When respected military leaders and other government officials make these statements, it sends the pro-settlements, pro-occupation, pro-Israel-at-the-expense-of-peace crowd into a quick, downward spiral of awkward retorts and antiquated arguments. From claims of anti-semitism made against several of the newly emboldened commentators to AIPAC's tacit understanding that they were standing with Benjamin Netanyahu against Barack Obama, this intellectual community is increasingly becoming viewed as diminished, blatantly one-sided, and standing up for Israel to the point that they seem to view not only Palestinian statehood, but Barack Obama and the very notion of peace in the region as enemies of Israel.
Yesterday, I attended an event at the Wilson Center featuring a panel of five former American ambassadors discussing the Obama administration and Arab-Israeli peace. The panel was moderated by former U.S. negotiator Aaron David Miller. The panelists were experienced, engaging, and all well-spoken:
- Edward Gnehm - Former U.S. Ambassador to Jordan
- Theodore Kattouf - Former U.S. Ambassador to Syria
- Dan Kurtzer - Former U.S. Ambassador to Israel and Egypt
- Jacob Walles - Former Consul General in Jerusalem
- Frank Wisner - Former U.S. Ambassador to Egypt
- Continued Israeli settlement building (not just expansion but building) is a major obstacle to the peace process and undermines the U.S. role as a mediator in the region.
- Petraeus was absolutely right: American security interests are threatened by the lack of progress on Israeli-Palestinian peace.
- The Obama administration has rightfully placed great focus on peacemaking, appointing George Mitchell on his first full day in office and reaching out to the Arab world with his Cairo speech. However, after 15 months the administration has not really laid out a clear U.S. policy on Israeli-Palestinian peace and this is hampering his efforts
- Picking a fight with Netanyahu over settlements was right, but it should have been placed in a more comprehensive context and backed by clear elements of American policy.
- There is no "good time" for peace in the Middle East, but it must be pursued relentlessly because the time left for the two-state solution is quickly running out as extremists on both sides gain power.

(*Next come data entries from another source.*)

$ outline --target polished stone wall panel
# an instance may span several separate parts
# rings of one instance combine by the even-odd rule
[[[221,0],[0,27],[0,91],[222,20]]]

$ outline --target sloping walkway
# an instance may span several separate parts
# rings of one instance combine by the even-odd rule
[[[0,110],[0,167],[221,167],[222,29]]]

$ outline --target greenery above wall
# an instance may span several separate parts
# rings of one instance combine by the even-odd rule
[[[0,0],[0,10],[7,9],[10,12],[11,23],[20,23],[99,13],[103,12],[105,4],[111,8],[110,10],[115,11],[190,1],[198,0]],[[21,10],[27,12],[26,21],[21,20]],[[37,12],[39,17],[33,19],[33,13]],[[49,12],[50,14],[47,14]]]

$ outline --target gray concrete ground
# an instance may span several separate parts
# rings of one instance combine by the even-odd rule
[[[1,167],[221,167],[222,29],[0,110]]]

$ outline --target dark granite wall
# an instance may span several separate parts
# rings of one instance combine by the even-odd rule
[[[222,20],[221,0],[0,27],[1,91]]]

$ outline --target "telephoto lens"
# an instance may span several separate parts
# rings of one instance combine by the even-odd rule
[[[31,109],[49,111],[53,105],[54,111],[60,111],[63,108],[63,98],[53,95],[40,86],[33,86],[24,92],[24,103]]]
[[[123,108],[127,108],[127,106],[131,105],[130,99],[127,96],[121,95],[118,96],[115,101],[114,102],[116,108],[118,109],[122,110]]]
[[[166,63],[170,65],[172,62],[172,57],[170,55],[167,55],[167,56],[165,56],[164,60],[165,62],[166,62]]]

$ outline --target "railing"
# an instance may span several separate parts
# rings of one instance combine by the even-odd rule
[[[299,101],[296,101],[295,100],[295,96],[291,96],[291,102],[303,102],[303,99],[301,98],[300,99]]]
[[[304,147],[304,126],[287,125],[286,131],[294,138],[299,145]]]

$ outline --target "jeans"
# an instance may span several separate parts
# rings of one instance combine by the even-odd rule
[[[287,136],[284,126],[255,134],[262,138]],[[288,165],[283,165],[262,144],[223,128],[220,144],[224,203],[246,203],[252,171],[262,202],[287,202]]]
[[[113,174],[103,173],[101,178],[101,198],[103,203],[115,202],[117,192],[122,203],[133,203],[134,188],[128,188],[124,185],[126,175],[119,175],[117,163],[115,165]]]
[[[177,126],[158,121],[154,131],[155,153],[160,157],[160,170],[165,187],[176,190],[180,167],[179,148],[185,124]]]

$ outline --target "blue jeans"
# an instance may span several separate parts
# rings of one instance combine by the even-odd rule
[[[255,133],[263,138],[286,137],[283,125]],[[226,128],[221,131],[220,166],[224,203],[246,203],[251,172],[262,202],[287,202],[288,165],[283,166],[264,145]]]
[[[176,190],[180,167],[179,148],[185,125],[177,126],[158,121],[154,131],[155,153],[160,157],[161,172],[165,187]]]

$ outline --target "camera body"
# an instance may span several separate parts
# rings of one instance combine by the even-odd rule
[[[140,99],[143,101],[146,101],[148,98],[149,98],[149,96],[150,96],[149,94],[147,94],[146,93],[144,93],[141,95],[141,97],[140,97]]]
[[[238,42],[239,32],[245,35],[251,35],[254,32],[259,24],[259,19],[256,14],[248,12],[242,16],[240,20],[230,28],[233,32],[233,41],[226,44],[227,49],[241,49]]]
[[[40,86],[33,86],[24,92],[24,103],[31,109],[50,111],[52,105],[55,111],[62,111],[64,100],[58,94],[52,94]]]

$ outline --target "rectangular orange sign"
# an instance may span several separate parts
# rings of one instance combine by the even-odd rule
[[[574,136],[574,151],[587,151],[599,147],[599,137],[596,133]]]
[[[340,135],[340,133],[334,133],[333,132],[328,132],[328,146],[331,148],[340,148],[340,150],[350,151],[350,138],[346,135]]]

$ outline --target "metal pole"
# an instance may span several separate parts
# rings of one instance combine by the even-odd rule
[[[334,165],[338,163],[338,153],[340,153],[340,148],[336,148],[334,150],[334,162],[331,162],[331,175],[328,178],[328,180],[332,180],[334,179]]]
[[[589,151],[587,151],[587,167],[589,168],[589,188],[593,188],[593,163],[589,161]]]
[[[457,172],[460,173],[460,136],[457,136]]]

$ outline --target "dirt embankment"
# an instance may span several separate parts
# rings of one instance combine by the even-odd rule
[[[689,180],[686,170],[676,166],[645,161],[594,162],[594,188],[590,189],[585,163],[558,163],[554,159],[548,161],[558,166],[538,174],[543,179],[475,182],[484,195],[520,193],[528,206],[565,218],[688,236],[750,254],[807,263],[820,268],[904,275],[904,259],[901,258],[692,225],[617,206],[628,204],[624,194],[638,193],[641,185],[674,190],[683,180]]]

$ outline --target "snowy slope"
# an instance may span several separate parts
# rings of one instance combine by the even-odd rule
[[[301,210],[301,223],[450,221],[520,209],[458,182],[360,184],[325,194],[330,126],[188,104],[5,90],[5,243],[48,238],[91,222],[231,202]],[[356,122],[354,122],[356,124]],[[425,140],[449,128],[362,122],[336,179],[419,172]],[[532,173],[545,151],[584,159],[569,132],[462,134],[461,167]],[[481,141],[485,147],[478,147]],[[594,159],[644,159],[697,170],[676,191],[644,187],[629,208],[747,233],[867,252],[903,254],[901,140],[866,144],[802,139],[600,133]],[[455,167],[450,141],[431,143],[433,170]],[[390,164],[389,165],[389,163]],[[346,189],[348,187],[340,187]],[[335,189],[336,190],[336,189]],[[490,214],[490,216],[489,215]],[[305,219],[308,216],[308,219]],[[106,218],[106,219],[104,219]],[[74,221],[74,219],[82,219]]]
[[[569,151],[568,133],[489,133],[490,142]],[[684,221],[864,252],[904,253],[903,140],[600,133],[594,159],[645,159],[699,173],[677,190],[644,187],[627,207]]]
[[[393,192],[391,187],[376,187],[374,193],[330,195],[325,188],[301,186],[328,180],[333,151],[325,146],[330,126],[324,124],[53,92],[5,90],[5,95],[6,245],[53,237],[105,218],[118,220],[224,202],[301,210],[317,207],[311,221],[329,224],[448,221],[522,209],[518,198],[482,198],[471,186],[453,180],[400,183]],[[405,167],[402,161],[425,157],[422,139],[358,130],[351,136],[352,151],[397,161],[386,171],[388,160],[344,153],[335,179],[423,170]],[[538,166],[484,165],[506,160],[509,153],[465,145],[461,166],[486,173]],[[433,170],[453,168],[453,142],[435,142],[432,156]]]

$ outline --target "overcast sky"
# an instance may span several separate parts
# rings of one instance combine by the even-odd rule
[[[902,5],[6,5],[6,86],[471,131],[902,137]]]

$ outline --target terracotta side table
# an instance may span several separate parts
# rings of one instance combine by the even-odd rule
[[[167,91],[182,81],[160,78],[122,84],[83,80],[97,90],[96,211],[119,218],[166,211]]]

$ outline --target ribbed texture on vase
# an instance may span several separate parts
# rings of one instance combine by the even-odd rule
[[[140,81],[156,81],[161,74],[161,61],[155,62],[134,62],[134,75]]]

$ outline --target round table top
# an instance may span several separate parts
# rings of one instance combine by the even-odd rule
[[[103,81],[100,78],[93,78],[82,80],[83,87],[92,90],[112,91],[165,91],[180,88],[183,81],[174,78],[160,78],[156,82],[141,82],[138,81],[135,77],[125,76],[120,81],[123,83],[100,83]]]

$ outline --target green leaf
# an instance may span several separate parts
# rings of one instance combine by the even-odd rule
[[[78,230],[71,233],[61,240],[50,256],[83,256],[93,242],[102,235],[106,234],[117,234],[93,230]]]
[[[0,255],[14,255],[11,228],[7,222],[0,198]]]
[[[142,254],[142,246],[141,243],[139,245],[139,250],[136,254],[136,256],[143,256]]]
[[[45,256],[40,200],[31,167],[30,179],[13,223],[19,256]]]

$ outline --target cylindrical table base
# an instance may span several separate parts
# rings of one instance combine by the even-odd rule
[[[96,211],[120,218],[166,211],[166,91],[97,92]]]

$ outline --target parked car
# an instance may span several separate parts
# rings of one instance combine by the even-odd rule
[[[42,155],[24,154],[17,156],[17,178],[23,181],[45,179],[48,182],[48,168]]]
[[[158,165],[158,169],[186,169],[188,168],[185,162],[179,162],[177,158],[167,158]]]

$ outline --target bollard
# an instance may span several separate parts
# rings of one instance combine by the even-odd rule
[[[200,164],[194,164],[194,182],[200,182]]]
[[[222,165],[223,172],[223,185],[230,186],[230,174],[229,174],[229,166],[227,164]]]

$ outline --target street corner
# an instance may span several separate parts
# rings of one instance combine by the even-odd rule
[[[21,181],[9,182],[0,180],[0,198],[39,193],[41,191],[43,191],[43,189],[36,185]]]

- The U.S. should engage a broad coalition of partners for peacemaking, including Jordan, Egypt, and Turkey, while finding a better way to utilize the Middle East Quartet (Russia, the EU, UN, and U.S.)
- Israeli-Syrian peace is easier to achieve and should not be forgotten about in the quest for Israeli-Palestinian peace.
- The Palestinians are weak and divided, both politically and geographically, but in the absence of peace, the Ramallah-based government of Salam Fayyad and Mahmoud Abbas is the best the Palestinians will ever have.
- The Obama administration needs to take a closer look at the Arab Peace Proposal and perhaps even make it a part of a comprehensive peace policy.
- The Arab and Israeli "streets" want peace.
- Iran is gaining influence as long as there is no Arab-Israeli peace. A comprehensive peace policy should be placed in the context of weaning Syria, Hamas, and Hezbollah off of Iran and bringing them into a more moderate Arab fold.
Dan Kurtzer also made several very interesting points concerning the U.S.-Israel relationship and expressed his concern that the current Israeli government had not done its homework on the American President and electorate, pointing out that the American Jewish community, despite the dust-up between the two countries, still fervently supports the president by a margin of 3 to 1 and that opinion polls are showing American frustration with settlements and support for Obama's policy. He reminded the audience that Netanyahu's first Prime Minister gig ended in 1999 when he was unable to effectively understand and deal with President Clinton's policies toward Israel. Ambassador Kurtzer described effectively dealing with the U.S. as the "third rail" of Israeli politics, and insisted that leaders who are unable to play nicely with Washington often lose Israeli domestic support very quickly.
Jacob Walles commended the Fayyad Plan and the Palestinian Authority's new concern for domestic security, curbing corruption, and stimulating economic growth. He described Fayyad's leadership as a "practical approach to improve the lives of Palestinians." Mr. Walles also lauded the Obama administration's attempt to get indirect negotiations off the ground, describing them as the "low-risk option" that could help lead to direct talks.
Finally, Palestinian non-violent resistance (and even the village of Bil'in) received a generous shout-out when more than one of the panelists brought up the issue of the growing Palestinian non-violent movement. Ambassador Kattouf described the Israeli military's decision to clamp down on non-violent protests and their organizers as an attempt to stop this kind of resistance and vigorously defend the moral high ground to international audiences. He compared this clamping down to the Israeli government's deportation of the "Palestinian Gandhi" Mubarak Awad, and explained that non-violence, especially popular non-violent resistance, "makes the government of Israel uncomfortable."